8086 Assembly Subtraction: 8-bit and 16-bit

To understand the subtraction process in x86 Assembly language, you must go through some important topics we shared earlier:

To perform subtraction in x86 assembly we have to use SUB opcode and different registers for 8-bit and 16-bit numbers.

x86 Assembly Subtraction of 16-bit Numbers

Q: Write a program, take two 16-bit numbers of your choice, perform subtraction them and display the result.

PROGRAM

.Model small
.stack 100h

.data
b dw 08h
c dw 02h

.code
MAIN PROC
mov ax,@data
mov ds,ax

mov bx,b
mov cx,c

sub bx,cx
add bx,30h

mov ah,02
mov dx,bx
int 21h

main endp
end main

EXPLANATION

In the above program, we initialized two variables b and c with hexadecimal values. we use data type DW because we are performing 16-bit subtraction. Then we use SUB opcode to perform subtraction and we added 30h to the result to show the result in integer form rather that hexadecimal form.

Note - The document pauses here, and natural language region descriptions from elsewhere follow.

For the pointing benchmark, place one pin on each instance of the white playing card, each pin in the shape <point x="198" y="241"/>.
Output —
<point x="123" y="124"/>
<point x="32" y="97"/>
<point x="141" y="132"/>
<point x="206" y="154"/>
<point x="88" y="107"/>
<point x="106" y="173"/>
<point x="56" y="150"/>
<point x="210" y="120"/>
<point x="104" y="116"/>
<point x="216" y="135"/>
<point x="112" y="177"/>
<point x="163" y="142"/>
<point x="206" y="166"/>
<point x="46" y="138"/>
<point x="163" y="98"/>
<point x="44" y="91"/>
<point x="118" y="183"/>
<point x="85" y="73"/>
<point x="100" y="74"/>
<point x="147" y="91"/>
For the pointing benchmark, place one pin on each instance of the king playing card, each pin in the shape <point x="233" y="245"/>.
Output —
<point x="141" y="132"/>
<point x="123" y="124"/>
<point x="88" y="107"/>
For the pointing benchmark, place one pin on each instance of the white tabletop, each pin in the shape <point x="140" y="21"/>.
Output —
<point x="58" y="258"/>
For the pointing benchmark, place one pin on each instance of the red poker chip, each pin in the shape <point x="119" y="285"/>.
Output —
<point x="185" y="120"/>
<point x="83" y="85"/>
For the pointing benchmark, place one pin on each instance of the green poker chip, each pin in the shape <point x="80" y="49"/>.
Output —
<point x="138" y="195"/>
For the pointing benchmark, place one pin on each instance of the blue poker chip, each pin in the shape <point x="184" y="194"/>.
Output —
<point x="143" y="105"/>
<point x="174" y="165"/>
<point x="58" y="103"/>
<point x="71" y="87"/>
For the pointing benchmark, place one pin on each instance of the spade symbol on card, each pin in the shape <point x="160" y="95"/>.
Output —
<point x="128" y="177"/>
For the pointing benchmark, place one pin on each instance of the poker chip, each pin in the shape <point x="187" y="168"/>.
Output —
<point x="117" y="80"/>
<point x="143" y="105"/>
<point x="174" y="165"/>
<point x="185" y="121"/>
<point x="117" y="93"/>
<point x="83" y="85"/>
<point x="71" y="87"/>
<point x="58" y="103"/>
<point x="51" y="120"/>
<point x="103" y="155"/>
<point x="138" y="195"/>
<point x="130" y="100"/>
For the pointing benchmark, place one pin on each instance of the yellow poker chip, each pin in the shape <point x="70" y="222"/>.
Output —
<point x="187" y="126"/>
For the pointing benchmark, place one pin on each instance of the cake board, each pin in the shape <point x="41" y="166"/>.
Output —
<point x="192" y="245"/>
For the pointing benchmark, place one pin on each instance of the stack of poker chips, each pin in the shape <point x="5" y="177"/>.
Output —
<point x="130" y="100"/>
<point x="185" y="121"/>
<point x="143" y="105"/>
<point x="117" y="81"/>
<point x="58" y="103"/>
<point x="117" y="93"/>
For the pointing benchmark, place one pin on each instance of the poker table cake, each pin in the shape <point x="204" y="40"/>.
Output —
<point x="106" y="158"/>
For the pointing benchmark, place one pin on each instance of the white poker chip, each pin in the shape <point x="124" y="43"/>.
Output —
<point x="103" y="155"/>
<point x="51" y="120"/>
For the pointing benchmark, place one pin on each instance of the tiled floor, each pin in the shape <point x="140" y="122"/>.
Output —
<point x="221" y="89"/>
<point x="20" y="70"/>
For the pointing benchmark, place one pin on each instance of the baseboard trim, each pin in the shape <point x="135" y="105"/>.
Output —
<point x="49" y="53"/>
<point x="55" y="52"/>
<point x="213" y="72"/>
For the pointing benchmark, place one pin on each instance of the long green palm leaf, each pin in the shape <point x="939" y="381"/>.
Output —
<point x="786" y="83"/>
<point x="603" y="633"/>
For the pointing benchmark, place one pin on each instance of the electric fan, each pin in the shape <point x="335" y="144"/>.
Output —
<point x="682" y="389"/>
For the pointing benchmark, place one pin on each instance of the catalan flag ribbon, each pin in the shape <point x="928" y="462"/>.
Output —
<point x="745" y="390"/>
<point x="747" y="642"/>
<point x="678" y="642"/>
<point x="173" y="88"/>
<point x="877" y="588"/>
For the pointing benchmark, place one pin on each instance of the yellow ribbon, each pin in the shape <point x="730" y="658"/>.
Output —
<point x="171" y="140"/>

x86 Assembly Subtraction of 8-bit Numbers

Q: Write a program, take two 8-bit numbers of your choice, perform subtraction them and display the result.

PROGRAM

.Model small
.stack 100h

.data
b db 08h
c db 02h

.code
MAIN PROC
mov ax,@data
mov ds,ax

mov bl,b
mov cl,c

sub bl,cl
add bl,30h

mov ah,02
mov dl,bl
int 21h

main endp
end main

EXPLANATION

The above program is for 8-bit subtraction so we use 8-bit register AL, BL, CL, DL. All the other process is same as for 32-bit subtraction.

Hope so this tutorial will help you understand the basics of 8086 Subtraction. Comment to show me that you are alive!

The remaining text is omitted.